Thanks to an exploratory research grant, I spent a week at the Hagley Library in June of 2016 researching the correspondence of Pierre-Samuel du Pont de Nemours (1739-1817) and Marie-Anne Lavoisier (1758-1836). Hagley owns 143 manuscript letters between the two. While many of them are simple one-line dinner invitations, others are much longer, and reveal a deep and intimate relationship that lasted over 40 years.

Pierre Samuel portrait

The du Pont and Lavoisier families were closely connected during a turbulent time in France. Pierre-Samuel was a dedicated public servant trying to navigate the storms of the French Revolution. Marie-Anne was the wife and scientific collaborator of Antoine Lavoisier, considered by many to be the founder of modern chemistry.

The two families held similar economic views, socialized, and even worked together. Pierre-Samuel sent his teenage son, Eleuthère Irénée, to apprentice with Monsieur Lavoisier. The techniques he learned laid the foundations to establish the Du Pont Company in 1802, after the family emigrated to America in 1799.

Lavoisier and du Pont study chemistry together

The letters also reveal that Mme Lavoisier and P.S. du Pont had an intimate relationship. In 1795, after Antoine Lavoisier’s untimely death by guillotine, P.S. proposed marriage to his friend’s widow. To his great dismay, he was rejected. 

The families’ financial connections may have strained their relationship. Du Pont had borrowed 70,000 pounds from the Lavoisiers in 1791 to set up a print shop in Ile-de-France. The loan was backed up by a title to du Pont’s family property, Bois-des-Fossés, and the Lavoisiers were to receive bi-annual payments derived from the farm’s income. By 1798, payments were late and the value of the property itself had declined. In her letters, Mme Lavoisier pressed du Pont for the money.

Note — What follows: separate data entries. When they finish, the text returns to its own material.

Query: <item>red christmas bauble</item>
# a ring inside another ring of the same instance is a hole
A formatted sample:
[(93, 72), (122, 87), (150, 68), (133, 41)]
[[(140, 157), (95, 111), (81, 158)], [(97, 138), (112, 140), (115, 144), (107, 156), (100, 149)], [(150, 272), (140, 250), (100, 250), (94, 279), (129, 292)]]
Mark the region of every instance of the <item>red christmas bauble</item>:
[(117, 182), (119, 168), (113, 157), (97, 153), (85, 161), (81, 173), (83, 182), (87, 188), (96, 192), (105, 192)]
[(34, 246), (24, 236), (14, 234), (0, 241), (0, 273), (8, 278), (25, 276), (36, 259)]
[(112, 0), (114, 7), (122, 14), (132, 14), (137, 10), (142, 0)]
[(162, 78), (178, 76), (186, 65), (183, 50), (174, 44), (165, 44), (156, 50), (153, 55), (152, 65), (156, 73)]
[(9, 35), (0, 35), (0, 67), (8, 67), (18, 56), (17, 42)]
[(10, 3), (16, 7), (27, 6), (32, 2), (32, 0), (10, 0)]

I focused on five letters du Pont wrote to Mme Lavoisier between 1798 to 1801. In them, the line between their financial and emotional attachments begins to blur. In his letters, du Pont lays out a payment schedule, and demonstrates a desire to pay what is due. However, he also intimates that he is scraping for money everywhere, with no certainty of amassing the amount needed.

Handwritten letter

To make up the difference, du Pont attempts to substitute emotional and literary wealth for the financial sum. His debt negotiations and his professions of love coexist in the same letters and the two appear to blur. 

In the end, du Pont quantifies his feelings for Mme Lavoisier by engaging in what I call “emotional accounting.” He conducts an inventory and draws an income statement of their relationship, where the concept of wealth is represented not in francs, but in the literary and cultural output dedicated to Mme Lavoisier, past, present, and future.


Aya Tanaka is an Adjunct Professor at the Management Communications Program at the Leonard N. Stern School of Business, New York University.